Lake Ketel is a shallow Dutch lake, part of the river Rhine delta, with a surface area of 38 km2. Between 1960 and 1980 15×106 m3 contaminated sediment accumulated in the lake. After 1980 the contaminant load started to decrease. A common hypothesis was that the relatively clean solids supplied now, would slowly cover the contaminated sediment layer. Research indicated however a serious erosion of old and polluted bottom sediments.

To quantify resuspension and sedimentation fluxes the sediment transport model STRESS-2d has been applied. Simulation results show a net sedimentation of 300×l06 kg year−1, but an erosion of old and polluted sediment of 350×106 kg year−1. In large areas in the lake net sedimentation is only a few millimetres a year, while high resuspension and sedimentation fluxes lead to an intensive interaction between sediment and water.
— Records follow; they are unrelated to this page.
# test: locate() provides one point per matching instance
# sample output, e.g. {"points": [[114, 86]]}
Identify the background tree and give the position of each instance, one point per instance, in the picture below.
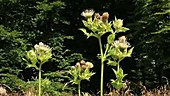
{"points": [[25, 23], [150, 29]]}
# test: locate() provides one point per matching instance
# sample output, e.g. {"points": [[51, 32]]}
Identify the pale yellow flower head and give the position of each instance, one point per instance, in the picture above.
{"points": [[42, 47], [87, 13], [121, 43]]}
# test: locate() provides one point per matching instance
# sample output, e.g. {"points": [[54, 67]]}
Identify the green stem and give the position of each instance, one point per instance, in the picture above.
{"points": [[102, 67], [39, 81], [79, 93]]}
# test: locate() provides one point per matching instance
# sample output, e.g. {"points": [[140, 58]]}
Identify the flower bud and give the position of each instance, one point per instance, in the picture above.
{"points": [[77, 64], [118, 23]]}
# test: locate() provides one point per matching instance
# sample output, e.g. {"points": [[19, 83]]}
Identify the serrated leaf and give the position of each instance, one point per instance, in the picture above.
{"points": [[110, 38]]}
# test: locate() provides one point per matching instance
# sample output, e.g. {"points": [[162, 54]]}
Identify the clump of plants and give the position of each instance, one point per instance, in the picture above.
{"points": [[81, 71], [115, 50]]}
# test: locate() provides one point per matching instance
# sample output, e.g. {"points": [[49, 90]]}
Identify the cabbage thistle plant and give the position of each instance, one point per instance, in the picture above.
{"points": [[37, 57], [115, 50], [81, 71]]}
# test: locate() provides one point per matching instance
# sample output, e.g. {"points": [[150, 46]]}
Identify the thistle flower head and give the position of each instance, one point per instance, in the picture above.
{"points": [[105, 16], [43, 52], [3, 91], [118, 23], [89, 64], [121, 43], [87, 13], [42, 47]]}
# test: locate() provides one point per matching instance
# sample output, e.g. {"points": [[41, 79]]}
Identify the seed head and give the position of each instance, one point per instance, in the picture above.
{"points": [[87, 13]]}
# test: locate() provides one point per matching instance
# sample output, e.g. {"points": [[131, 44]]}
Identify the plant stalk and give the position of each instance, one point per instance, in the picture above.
{"points": [[39, 82], [102, 67], [79, 93]]}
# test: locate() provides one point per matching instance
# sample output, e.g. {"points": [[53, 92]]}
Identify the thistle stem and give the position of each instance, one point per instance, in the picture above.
{"points": [[102, 67], [79, 93], [39, 81]]}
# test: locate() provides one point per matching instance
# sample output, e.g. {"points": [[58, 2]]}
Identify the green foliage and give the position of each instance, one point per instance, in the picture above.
{"points": [[24, 23], [115, 50]]}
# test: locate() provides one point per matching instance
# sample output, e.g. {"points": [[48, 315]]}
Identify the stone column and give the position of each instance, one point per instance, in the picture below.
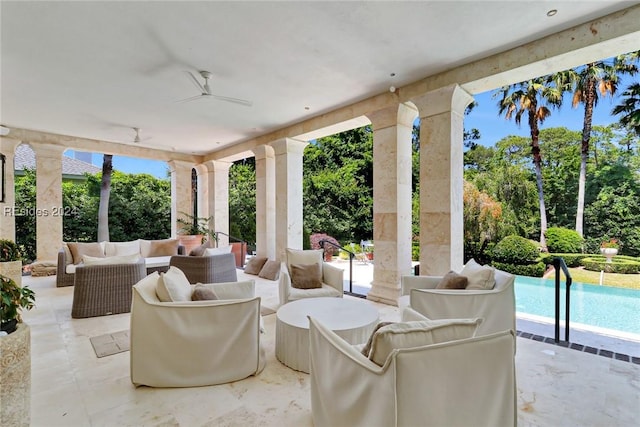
{"points": [[392, 131], [181, 200], [265, 201], [7, 216], [213, 197], [289, 213], [441, 179], [49, 209]]}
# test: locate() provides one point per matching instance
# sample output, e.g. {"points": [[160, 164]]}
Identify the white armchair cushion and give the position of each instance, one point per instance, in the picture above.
{"points": [[479, 276], [173, 286], [418, 334], [301, 256], [217, 251], [121, 248], [111, 260]]}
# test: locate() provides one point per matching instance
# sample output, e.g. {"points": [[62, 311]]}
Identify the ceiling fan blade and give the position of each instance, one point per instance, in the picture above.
{"points": [[234, 100], [192, 98], [196, 82]]}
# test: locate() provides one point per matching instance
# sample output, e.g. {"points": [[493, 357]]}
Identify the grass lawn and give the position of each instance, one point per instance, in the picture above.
{"points": [[631, 281]]}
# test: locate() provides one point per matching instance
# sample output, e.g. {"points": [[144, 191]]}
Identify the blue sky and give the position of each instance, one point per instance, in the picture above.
{"points": [[484, 117]]}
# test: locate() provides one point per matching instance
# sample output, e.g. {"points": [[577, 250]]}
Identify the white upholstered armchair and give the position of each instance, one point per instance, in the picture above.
{"points": [[331, 277], [195, 343], [464, 382], [496, 306]]}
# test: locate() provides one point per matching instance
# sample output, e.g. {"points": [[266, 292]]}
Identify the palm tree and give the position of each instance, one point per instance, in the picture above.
{"points": [[629, 107], [587, 83], [531, 97], [105, 191]]}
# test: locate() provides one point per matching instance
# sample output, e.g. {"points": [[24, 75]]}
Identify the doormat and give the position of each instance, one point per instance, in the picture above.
{"points": [[108, 344], [265, 311]]}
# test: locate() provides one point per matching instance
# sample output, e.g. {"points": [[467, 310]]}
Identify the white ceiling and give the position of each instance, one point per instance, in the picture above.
{"points": [[97, 69]]}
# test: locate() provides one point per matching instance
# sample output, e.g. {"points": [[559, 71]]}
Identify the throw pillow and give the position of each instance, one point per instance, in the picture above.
{"points": [[217, 251], [270, 270], [453, 280], [306, 276], [367, 347], [112, 260], [173, 286], [255, 264], [481, 277], [79, 249], [418, 334], [202, 293]]}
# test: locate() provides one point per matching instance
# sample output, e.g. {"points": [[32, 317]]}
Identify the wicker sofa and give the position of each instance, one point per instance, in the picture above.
{"points": [[155, 253]]}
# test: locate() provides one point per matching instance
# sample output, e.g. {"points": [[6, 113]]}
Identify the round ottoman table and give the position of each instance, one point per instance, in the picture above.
{"points": [[351, 319]]}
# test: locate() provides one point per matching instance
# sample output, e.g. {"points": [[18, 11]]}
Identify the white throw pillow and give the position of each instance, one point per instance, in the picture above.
{"points": [[217, 251], [173, 286], [481, 277], [111, 260], [122, 248], [418, 334]]}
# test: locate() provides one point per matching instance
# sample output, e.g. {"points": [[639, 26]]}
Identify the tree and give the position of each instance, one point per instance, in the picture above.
{"points": [[530, 98], [105, 190], [629, 108], [587, 82]]}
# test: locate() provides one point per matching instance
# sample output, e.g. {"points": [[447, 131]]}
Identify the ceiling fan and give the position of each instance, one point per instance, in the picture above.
{"points": [[137, 138], [205, 90]]}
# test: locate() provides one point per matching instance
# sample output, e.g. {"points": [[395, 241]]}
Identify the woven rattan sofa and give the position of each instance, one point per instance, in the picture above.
{"points": [[207, 269], [67, 263], [101, 290]]}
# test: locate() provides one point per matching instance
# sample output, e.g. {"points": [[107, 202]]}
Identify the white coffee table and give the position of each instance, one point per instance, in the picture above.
{"points": [[351, 319]]}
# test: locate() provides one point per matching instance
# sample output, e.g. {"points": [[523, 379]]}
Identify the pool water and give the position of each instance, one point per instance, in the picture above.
{"points": [[600, 306]]}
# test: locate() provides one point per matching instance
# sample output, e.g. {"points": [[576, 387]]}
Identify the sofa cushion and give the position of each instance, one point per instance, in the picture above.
{"points": [[418, 334], [217, 251], [78, 249], [308, 256], [480, 277], [173, 286], [270, 270], [154, 248], [255, 264], [202, 293], [453, 280], [111, 260], [305, 276], [121, 248]]}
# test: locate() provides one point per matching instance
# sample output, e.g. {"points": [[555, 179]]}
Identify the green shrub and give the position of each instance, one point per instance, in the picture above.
{"points": [[532, 270], [621, 265], [572, 260], [515, 250], [563, 240]]}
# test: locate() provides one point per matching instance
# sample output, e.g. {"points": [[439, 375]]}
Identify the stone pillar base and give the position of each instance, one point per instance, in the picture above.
{"points": [[15, 377]]}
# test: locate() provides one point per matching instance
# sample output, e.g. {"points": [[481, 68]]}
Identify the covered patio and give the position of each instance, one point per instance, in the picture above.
{"points": [[309, 70]]}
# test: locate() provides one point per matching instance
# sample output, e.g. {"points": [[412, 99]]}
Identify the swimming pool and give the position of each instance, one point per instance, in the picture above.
{"points": [[600, 306]]}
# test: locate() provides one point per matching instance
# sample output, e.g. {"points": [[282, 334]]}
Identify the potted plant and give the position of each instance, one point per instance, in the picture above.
{"points": [[609, 249], [10, 260], [194, 231], [13, 299], [15, 348]]}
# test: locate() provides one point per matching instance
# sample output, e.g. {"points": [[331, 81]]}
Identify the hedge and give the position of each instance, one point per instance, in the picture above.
{"points": [[532, 270]]}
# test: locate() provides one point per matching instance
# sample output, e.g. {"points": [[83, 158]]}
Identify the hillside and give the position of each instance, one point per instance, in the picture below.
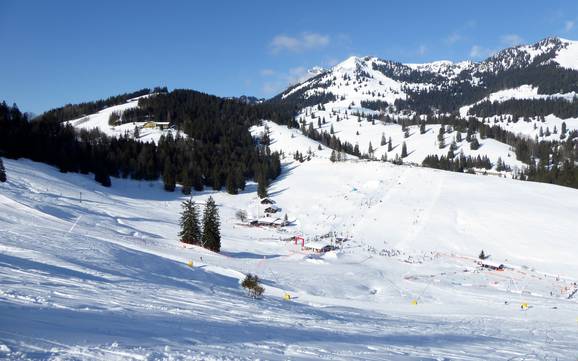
{"points": [[94, 272], [528, 91]]}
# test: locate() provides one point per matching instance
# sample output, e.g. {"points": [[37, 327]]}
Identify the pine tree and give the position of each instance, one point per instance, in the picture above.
{"points": [[403, 150], [333, 156], [262, 183], [2, 172], [190, 227], [422, 128], [474, 144], [211, 238], [230, 183], [169, 176]]}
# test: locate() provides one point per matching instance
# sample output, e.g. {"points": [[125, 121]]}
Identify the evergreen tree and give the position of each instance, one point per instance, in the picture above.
{"points": [[169, 178], [403, 150], [211, 238], [2, 172], [190, 227], [230, 183], [422, 128], [474, 144], [262, 184], [333, 156]]}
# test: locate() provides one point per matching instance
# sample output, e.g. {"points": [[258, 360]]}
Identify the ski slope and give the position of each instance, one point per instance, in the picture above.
{"points": [[96, 273], [100, 119]]}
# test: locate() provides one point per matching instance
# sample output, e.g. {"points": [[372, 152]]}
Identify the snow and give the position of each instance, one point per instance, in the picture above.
{"points": [[106, 278], [100, 121], [363, 132], [522, 92], [568, 57]]}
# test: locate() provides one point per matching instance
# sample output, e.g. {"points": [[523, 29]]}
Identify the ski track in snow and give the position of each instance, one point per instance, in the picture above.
{"points": [[117, 285]]}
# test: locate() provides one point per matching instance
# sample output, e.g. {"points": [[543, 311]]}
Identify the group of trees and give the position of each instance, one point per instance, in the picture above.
{"points": [[561, 108], [460, 163], [209, 236], [217, 151]]}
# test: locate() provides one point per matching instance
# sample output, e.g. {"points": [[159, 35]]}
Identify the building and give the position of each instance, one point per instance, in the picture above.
{"points": [[272, 209], [156, 125], [319, 247]]}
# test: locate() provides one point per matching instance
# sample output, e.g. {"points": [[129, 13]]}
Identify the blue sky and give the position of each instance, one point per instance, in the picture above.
{"points": [[57, 52]]}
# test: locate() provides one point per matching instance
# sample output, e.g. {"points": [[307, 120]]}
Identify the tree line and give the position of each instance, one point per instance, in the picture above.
{"points": [[218, 151]]}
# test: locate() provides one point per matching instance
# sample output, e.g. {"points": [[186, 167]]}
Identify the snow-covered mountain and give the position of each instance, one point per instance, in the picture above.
{"points": [[362, 99], [138, 130]]}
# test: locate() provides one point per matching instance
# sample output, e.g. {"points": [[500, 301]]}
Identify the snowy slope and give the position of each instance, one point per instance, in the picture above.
{"points": [[100, 121], [96, 273], [532, 127], [370, 86]]}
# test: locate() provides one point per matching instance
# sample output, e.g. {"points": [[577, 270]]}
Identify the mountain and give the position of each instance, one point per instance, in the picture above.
{"points": [[417, 87], [525, 92]]}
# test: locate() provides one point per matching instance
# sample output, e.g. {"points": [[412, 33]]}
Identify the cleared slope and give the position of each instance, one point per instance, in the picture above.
{"points": [[105, 278]]}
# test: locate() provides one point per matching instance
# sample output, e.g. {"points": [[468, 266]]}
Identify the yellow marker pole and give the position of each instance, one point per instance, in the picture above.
{"points": [[524, 306]]}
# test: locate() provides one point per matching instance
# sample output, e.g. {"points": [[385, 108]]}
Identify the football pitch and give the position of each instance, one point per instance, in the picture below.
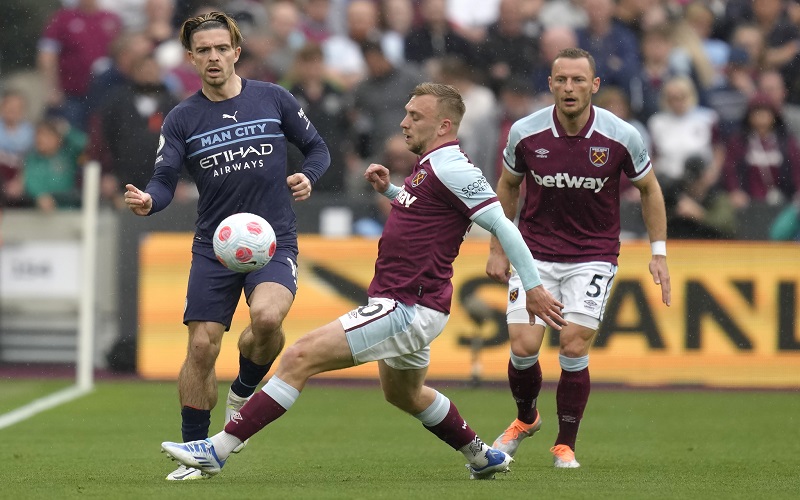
{"points": [[347, 442]]}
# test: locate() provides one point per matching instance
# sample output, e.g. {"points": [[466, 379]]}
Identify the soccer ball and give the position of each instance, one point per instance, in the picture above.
{"points": [[244, 242]]}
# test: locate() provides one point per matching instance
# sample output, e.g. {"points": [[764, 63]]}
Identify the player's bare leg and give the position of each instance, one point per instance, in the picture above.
{"points": [[197, 388], [405, 389], [259, 344], [572, 393], [525, 381], [324, 349]]}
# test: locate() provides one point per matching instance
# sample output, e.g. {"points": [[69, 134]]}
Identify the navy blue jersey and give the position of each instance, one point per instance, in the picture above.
{"points": [[235, 150]]}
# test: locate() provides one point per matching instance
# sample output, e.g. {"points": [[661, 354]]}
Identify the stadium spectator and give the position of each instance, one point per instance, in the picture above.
{"points": [[770, 83], [314, 20], [397, 19], [471, 18], [477, 133], [125, 51], [125, 133], [508, 50], [696, 210], [285, 36], [343, 55], [730, 100], [405, 313], [782, 43], [73, 46], [232, 137], [658, 66], [618, 60], [762, 161], [377, 107], [682, 129], [561, 151], [434, 37], [16, 139], [324, 104], [50, 170], [516, 100], [400, 162]]}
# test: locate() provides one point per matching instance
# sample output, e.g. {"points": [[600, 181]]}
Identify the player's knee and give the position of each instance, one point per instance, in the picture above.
{"points": [[202, 351], [266, 321]]}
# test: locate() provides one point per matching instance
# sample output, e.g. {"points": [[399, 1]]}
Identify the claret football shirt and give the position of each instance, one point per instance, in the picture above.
{"points": [[571, 211]]}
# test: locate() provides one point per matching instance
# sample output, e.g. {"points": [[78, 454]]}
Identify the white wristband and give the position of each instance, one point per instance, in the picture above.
{"points": [[658, 248]]}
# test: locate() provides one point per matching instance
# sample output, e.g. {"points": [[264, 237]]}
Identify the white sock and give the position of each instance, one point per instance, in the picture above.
{"points": [[224, 444], [475, 452]]}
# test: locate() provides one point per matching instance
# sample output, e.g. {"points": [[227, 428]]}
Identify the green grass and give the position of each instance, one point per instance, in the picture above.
{"points": [[348, 443]]}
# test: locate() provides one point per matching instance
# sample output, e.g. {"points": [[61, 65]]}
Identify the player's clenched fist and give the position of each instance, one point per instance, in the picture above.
{"points": [[137, 200]]}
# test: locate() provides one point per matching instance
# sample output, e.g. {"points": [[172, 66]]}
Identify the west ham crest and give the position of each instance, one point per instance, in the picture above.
{"points": [[598, 156], [418, 178]]}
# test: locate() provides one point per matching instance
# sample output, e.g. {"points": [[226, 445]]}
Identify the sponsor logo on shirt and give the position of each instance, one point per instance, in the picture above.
{"points": [[598, 155], [474, 188], [404, 198], [417, 180], [563, 180]]}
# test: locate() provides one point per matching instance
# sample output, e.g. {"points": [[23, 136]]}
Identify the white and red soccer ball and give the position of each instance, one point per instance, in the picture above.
{"points": [[244, 242]]}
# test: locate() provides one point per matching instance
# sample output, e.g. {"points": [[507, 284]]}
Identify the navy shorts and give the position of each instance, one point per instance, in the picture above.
{"points": [[214, 290]]}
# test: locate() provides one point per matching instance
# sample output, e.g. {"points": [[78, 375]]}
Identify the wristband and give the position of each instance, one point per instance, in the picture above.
{"points": [[391, 192], [658, 248]]}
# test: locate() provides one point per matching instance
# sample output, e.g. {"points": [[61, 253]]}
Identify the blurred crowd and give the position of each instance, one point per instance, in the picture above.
{"points": [[712, 85]]}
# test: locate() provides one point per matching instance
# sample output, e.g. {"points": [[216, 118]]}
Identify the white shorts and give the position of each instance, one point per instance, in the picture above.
{"points": [[394, 332], [582, 287]]}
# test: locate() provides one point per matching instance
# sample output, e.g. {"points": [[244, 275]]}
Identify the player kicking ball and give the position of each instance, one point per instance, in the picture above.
{"points": [[409, 297]]}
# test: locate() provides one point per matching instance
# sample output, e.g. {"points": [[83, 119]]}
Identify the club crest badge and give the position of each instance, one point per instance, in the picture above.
{"points": [[418, 178], [598, 155]]}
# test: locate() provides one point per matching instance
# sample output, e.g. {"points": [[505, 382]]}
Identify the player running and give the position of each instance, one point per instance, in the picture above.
{"points": [[410, 294], [572, 155], [232, 138]]}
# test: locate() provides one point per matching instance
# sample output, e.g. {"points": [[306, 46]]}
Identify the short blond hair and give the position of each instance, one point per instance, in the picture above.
{"points": [[212, 20], [448, 98]]}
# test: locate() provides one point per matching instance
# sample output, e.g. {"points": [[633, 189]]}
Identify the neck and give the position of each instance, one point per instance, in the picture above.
{"points": [[229, 89], [574, 124]]}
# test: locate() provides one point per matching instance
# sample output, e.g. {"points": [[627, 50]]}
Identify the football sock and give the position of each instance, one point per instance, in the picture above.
{"points": [[475, 452], [194, 423], [267, 405], [525, 383], [572, 395], [250, 375], [224, 444], [444, 421]]}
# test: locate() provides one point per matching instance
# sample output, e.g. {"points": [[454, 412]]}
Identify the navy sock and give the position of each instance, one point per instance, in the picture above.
{"points": [[250, 375], [195, 423]]}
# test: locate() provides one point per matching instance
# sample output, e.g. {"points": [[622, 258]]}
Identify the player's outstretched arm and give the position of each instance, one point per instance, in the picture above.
{"points": [[498, 266], [137, 200], [300, 186], [655, 220], [378, 176]]}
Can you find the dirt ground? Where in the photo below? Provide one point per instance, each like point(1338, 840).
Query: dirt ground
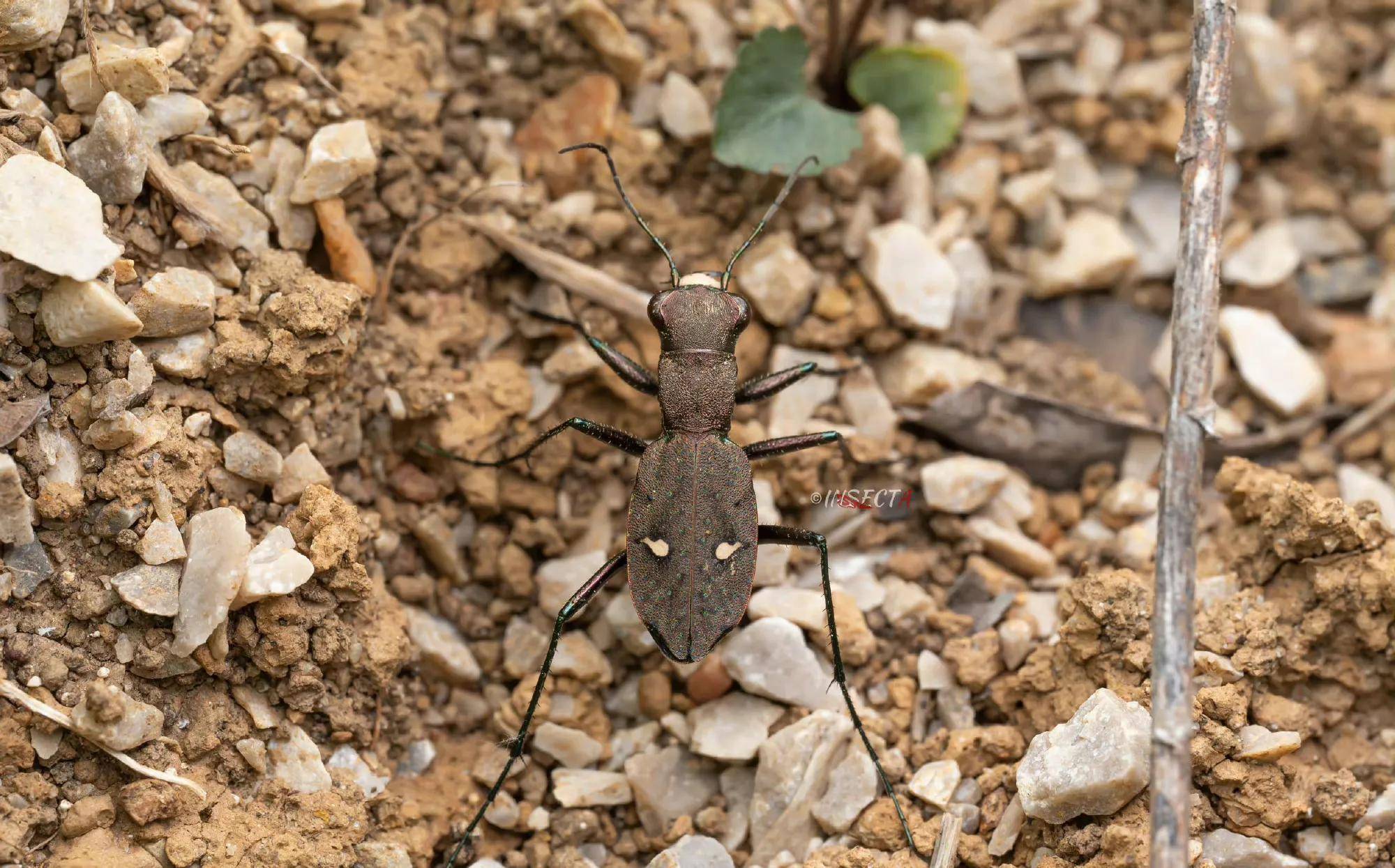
point(361, 717)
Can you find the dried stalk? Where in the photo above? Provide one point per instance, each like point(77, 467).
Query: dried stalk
point(1196, 298)
point(16, 694)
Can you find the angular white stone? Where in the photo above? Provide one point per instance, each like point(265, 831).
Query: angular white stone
point(1272, 362)
point(683, 109)
point(769, 657)
point(1260, 744)
point(153, 589)
point(338, 155)
point(16, 507)
point(82, 313)
point(218, 545)
point(163, 543)
point(296, 762)
point(442, 645)
point(778, 280)
point(589, 789)
point(112, 157)
point(1266, 259)
point(573, 748)
point(962, 483)
point(175, 302)
point(1093, 763)
point(912, 275)
point(1231, 850)
point(732, 729)
point(1094, 253)
point(274, 568)
point(694, 851)
point(252, 457)
point(919, 373)
point(935, 782)
point(51, 220)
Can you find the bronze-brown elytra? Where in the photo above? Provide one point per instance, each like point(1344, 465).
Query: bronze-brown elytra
point(693, 538)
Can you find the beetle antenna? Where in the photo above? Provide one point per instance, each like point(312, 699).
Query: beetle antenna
point(673, 267)
point(771, 213)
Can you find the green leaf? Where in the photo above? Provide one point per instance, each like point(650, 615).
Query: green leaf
point(768, 121)
point(924, 87)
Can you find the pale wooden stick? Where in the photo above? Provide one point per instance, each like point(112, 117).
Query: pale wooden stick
point(1196, 298)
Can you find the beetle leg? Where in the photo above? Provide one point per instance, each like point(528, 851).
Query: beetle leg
point(785, 446)
point(578, 602)
point(628, 370)
point(797, 536)
point(760, 388)
point(621, 440)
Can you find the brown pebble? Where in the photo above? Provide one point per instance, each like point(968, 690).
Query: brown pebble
point(656, 694)
point(709, 681)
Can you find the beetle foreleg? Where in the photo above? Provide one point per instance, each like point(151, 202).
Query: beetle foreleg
point(797, 536)
point(621, 440)
point(628, 370)
point(578, 602)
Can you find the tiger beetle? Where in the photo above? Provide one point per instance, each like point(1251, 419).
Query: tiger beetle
point(693, 538)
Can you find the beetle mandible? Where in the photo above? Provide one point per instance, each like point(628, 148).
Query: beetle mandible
point(693, 536)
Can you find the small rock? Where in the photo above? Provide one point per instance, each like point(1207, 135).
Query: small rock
point(919, 373)
point(853, 784)
point(778, 281)
point(274, 568)
point(51, 220)
point(218, 545)
point(694, 851)
point(27, 24)
point(935, 783)
point(1094, 253)
point(668, 784)
point(1266, 259)
point(683, 109)
point(912, 277)
point(172, 115)
point(185, 356)
point(252, 457)
point(1272, 362)
point(769, 657)
point(962, 483)
point(733, 729)
point(161, 545)
point(16, 505)
point(606, 33)
point(299, 471)
point(589, 789)
point(296, 762)
point(175, 302)
point(1260, 744)
point(573, 748)
point(349, 759)
point(1093, 763)
point(1012, 547)
point(1230, 850)
point(323, 10)
point(153, 589)
point(338, 155)
point(114, 155)
point(1357, 486)
point(442, 645)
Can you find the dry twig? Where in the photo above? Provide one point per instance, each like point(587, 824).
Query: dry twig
point(16, 694)
point(1196, 298)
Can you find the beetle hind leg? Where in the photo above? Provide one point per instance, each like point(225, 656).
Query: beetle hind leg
point(797, 536)
point(515, 745)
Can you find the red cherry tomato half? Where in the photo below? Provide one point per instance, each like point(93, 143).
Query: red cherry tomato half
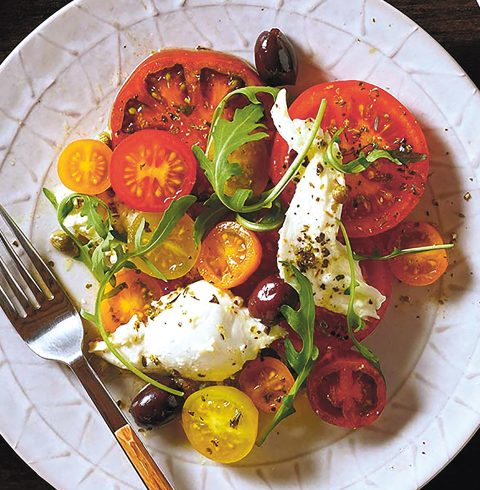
point(149, 169)
point(384, 194)
point(346, 390)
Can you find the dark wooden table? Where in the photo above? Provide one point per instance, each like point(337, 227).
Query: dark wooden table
point(455, 24)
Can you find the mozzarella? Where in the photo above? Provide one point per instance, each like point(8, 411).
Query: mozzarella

Spatial variability in resuspension and sedimentation fluxes will lead to spatial gradients in the response of the bottom sediment to the reduced contaminant load. Based on the simulated resuspension and sedimentation fluxes, a simple model for the Cd concentration in the bottom sediment has been developed. Simulation results show a relatively fast decrease of the Cd concentration in the upper sediment layer areas with high net sedimentation and/or (brute) resuspension and sedimentation fluxes.